Sir — One wonders how all the six assailants named by Pehlu Khan — the dairy farmer lynched by a mob on April 1, 2017 — in his dying declaration could be acquitted, and other people be arrested in their place (“Killed again”, Aug 20). Is it any wonder that the two sons of Pehlu Khan, who were also injured in the incident, could not identify the new set of accused, as a result of which they too were set free? Could this be an indication that institutional bias in favour of cow vigilantes is working against the interest of justice?
Lynching has no place in a civilized society. The Congress government in the state must act efficiently to ensure that the family of Pehlu Khan gets justice.
Sir — Only a day before India entered its 73rd year of independence, a trial court acquitted all six men accused in the Alwar mob lynching case. This reflects poorly on the idea of ‘freedom’ that Indians cherish so fondly.
It is true that according to the law, one is innocent until proven guilty. But the Pehlu Khan case seems to have been wilfully weakened by the prosecution. The video recording of the lynching may have been found to be inadmissible because the forensic science laboratory did not clear it in time. But what about the sting operation conducted by a media house, which showed one of the accused boasting about having led the mob attack on the dairy farmer? It is difficult to accept that the statements of some 44 witnesses, including the two sons of Pehlu Khan who were present with him on the day of the incident, could not help bring the case to a resolution.
This verdict represents a low point for the justice delivery system. Mobs killing people in the name of cow protection and getting away with it with the help of political connections or on account of shoddy investigations are no longer uncommon. It has been proven once again that, in New India, killing in the name of the cow is not a crime. More shocking is the fact that as soon as the accused in the case were acquitted, slogans of “Bharat Mata ki jai” allegedly erupted among their supporters, both inside and outside the courtroom. Perhaps this is why the US had recently hinted that religious violence against minorities had increased under the rule of the Bharatiya Janata Party government at the Centre. It is somewhat reassuring that the Congressman and chief minister of Rajasthan, Ashok Gehlot, has promised to probe the case afresh.
Bidyut Kumar Chatterjee,
Sir — The recent verdict in the Pehlu Khan case has sent shock waves across the country, especially among forward-thinking citizens and minority communities. The police allegedly diluted the case in favour of the accused under pressure from the then BJP government in the state.

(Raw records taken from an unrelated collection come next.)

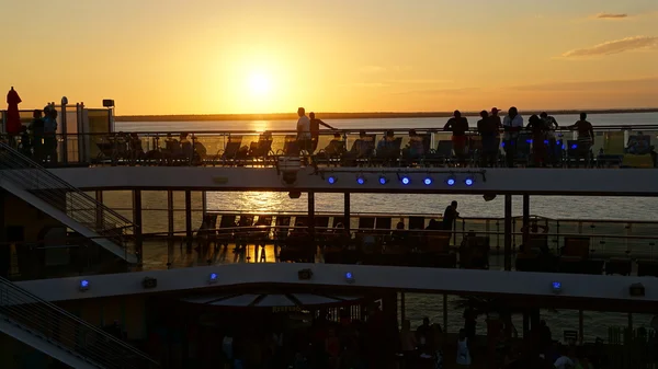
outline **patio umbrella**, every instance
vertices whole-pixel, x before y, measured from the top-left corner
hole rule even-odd
[[[9,135],[19,135],[21,132],[21,116],[19,114],[19,104],[21,96],[16,90],[11,88],[7,94],[7,126],[4,130]]]

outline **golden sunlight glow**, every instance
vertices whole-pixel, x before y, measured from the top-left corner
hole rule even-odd
[[[254,96],[264,96],[270,92],[270,79],[261,72],[252,72],[249,76],[249,91]]]

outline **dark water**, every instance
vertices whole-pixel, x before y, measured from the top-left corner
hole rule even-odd
[[[572,124],[578,119],[575,115],[555,116],[558,123]],[[320,117],[321,118],[321,117]],[[446,118],[397,118],[397,119],[337,119],[327,122],[337,128],[440,128]],[[658,124],[657,113],[642,114],[592,114],[589,117],[595,126],[605,125],[640,125]],[[470,125],[475,125],[476,117],[469,117]],[[166,123],[117,123],[117,130],[135,131],[161,131],[161,130],[275,130],[294,129],[293,120],[251,120],[251,122],[166,122]],[[657,132],[650,134],[656,140]],[[118,195],[118,194],[117,194]],[[124,196],[118,196],[123,198]],[[126,199],[115,198],[114,207],[126,207]],[[149,201],[145,197],[145,206],[151,208],[166,208],[161,203],[161,196],[154,196]],[[442,214],[451,200],[460,201],[460,211],[463,217],[502,217],[502,198],[486,203],[479,196],[465,195],[384,195],[384,194],[353,194],[352,212],[387,212],[387,214]],[[177,201],[178,203],[178,201]],[[201,207],[200,198],[195,198],[197,209]],[[318,211],[341,212],[342,196],[338,194],[317,194],[316,208]],[[208,193],[207,208],[214,210],[245,210],[245,211],[305,211],[307,201],[305,196],[299,199],[290,199],[283,193]],[[520,216],[521,198],[514,198],[513,215]],[[627,197],[558,197],[537,196],[531,198],[531,214],[553,219],[624,219],[624,220],[648,220],[658,222],[657,198],[627,198]],[[182,215],[177,215],[181,218]],[[155,216],[146,217],[151,229],[162,228],[166,230],[167,218]],[[200,223],[200,215],[195,214],[194,223]],[[183,223],[180,220],[177,223]],[[463,324],[462,311],[455,308],[457,299],[449,298],[449,331],[456,332]],[[431,295],[407,295],[407,318],[413,325],[420,324],[423,316],[430,316],[432,321],[443,323],[442,296]],[[553,328],[555,337],[561,337],[564,330],[577,330],[578,311],[542,311],[542,318]],[[648,326],[651,315],[634,314],[634,326]],[[585,313],[585,337],[592,341],[595,337],[608,338],[609,326],[626,326],[627,314],[622,313]],[[522,318],[514,316],[514,324],[522,331]],[[478,321],[478,333],[485,333],[484,318]]]

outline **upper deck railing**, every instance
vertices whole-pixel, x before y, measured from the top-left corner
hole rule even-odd
[[[409,131],[416,130],[419,150],[409,148]],[[377,150],[386,131],[395,140],[387,152]],[[372,128],[321,130],[317,139],[305,143],[297,140],[295,130],[224,131],[134,131],[112,134],[68,134],[66,141],[56,136],[57,154],[43,153],[45,138],[29,137],[24,146],[20,138],[16,147],[34,159],[50,165],[273,165],[277,155],[313,158],[319,165],[358,166],[386,164],[389,166],[452,165],[456,163],[451,141],[452,134],[428,128]],[[365,134],[365,136],[360,137]],[[336,136],[334,136],[336,135]],[[467,143],[462,164],[484,164],[481,137],[475,130],[467,132]],[[552,138],[555,138],[555,145]],[[616,125],[594,127],[594,142],[583,150],[577,141],[578,134],[560,128],[544,138],[545,163],[551,166],[629,166],[653,168],[654,146],[658,145],[658,125]],[[355,146],[355,142],[365,141]],[[182,145],[181,145],[182,142]],[[533,137],[523,130],[518,139],[515,165],[535,164]],[[504,165],[506,142],[498,138],[495,165]],[[63,151],[67,162],[63,162]],[[588,152],[586,152],[588,151]],[[638,154],[640,153],[640,154]],[[311,162],[308,159],[306,162]]]

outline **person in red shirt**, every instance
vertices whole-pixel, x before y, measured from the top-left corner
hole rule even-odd
[[[443,130],[452,131],[453,150],[457,157],[457,163],[461,166],[466,166],[466,141],[468,136],[468,119],[462,116],[460,111],[453,113],[453,117],[447,119]]]

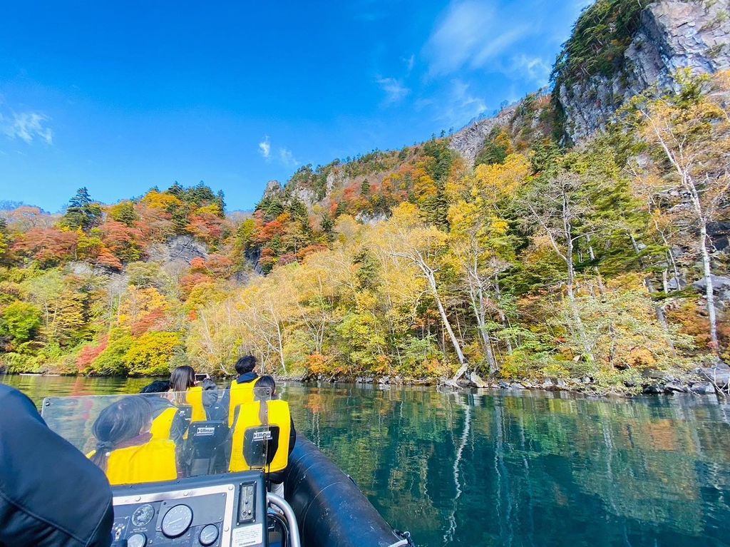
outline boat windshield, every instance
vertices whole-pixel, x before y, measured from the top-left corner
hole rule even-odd
[[[274,470],[279,427],[272,393],[250,400],[228,390],[48,397],[48,426],[107,473],[112,485],[174,481],[229,471]]]

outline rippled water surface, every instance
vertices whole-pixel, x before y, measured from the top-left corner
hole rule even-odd
[[[5,377],[45,395],[147,380]],[[730,545],[730,406],[714,397],[310,387],[298,431],[420,546]]]

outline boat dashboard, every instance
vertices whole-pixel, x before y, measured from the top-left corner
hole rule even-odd
[[[112,492],[112,547],[283,547],[288,543],[291,509],[267,494],[259,471],[116,486]],[[293,528],[296,533],[296,523]],[[290,539],[288,544],[298,543]]]

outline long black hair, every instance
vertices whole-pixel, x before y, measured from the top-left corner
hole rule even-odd
[[[170,375],[170,391],[185,391],[195,386],[195,370],[192,367],[178,367]]]
[[[195,386],[195,370],[192,367],[182,365],[178,367],[170,375],[170,391],[174,391],[175,402],[178,405],[186,403],[185,397],[182,394],[188,391],[188,388]]]
[[[139,395],[120,399],[99,413],[92,431],[96,450],[91,461],[107,469],[110,453],[125,440],[139,435],[152,419],[152,405]]]
[[[276,393],[276,381],[272,376],[261,376],[256,380],[253,388],[254,399],[260,401],[258,405],[258,421],[262,425],[269,425],[269,399],[274,398]]]

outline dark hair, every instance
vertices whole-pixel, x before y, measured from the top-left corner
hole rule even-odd
[[[139,393],[164,393],[170,391],[170,383],[166,380],[155,380],[142,389]]]
[[[258,405],[258,421],[263,425],[269,425],[269,399],[276,393],[276,381],[272,376],[261,376],[253,386],[253,397],[260,401]]]
[[[96,437],[96,450],[91,461],[103,470],[107,459],[120,443],[132,439],[142,432],[152,419],[152,405],[139,395],[120,399],[99,413],[92,432]]]
[[[170,375],[170,390],[185,391],[195,386],[195,370],[192,367],[178,367]]]
[[[235,369],[239,374],[245,374],[250,372],[256,367],[256,358],[253,355],[245,355],[243,357],[239,357],[236,362]]]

During the trial, Pehlu Khan’s family was constantly threatened to withdraw the case. Even after the verdict, the supporters of the accused allegedly broke out in jubilation, chanting slogans popularized by the right wing. The case will be investigated again. One hopes that adequate security is given to the witnesses as well as the judges hearing the case, in order to bring the matter to a logical conclusion.
Sir — While the three doctors accused of abetting the suicide of Payal Tadvi are out on bail, a Rajasthan trial court has acquitted the six accused in the Pehlu Khan case on the basis of insufficient evidence. That the court verdict depends on witnesses and evidence is well known. So the prosecution should have procured proper evidence in both cases. As for the Pehlu Khan case, it appears that nobody killed him — he died by himself. Unfortunately, both incidents seem to suggest that the state machinery has acted against the victims, both of whom belonged to minority communities. Steps must be taken so that people do not lose faith in the justice system.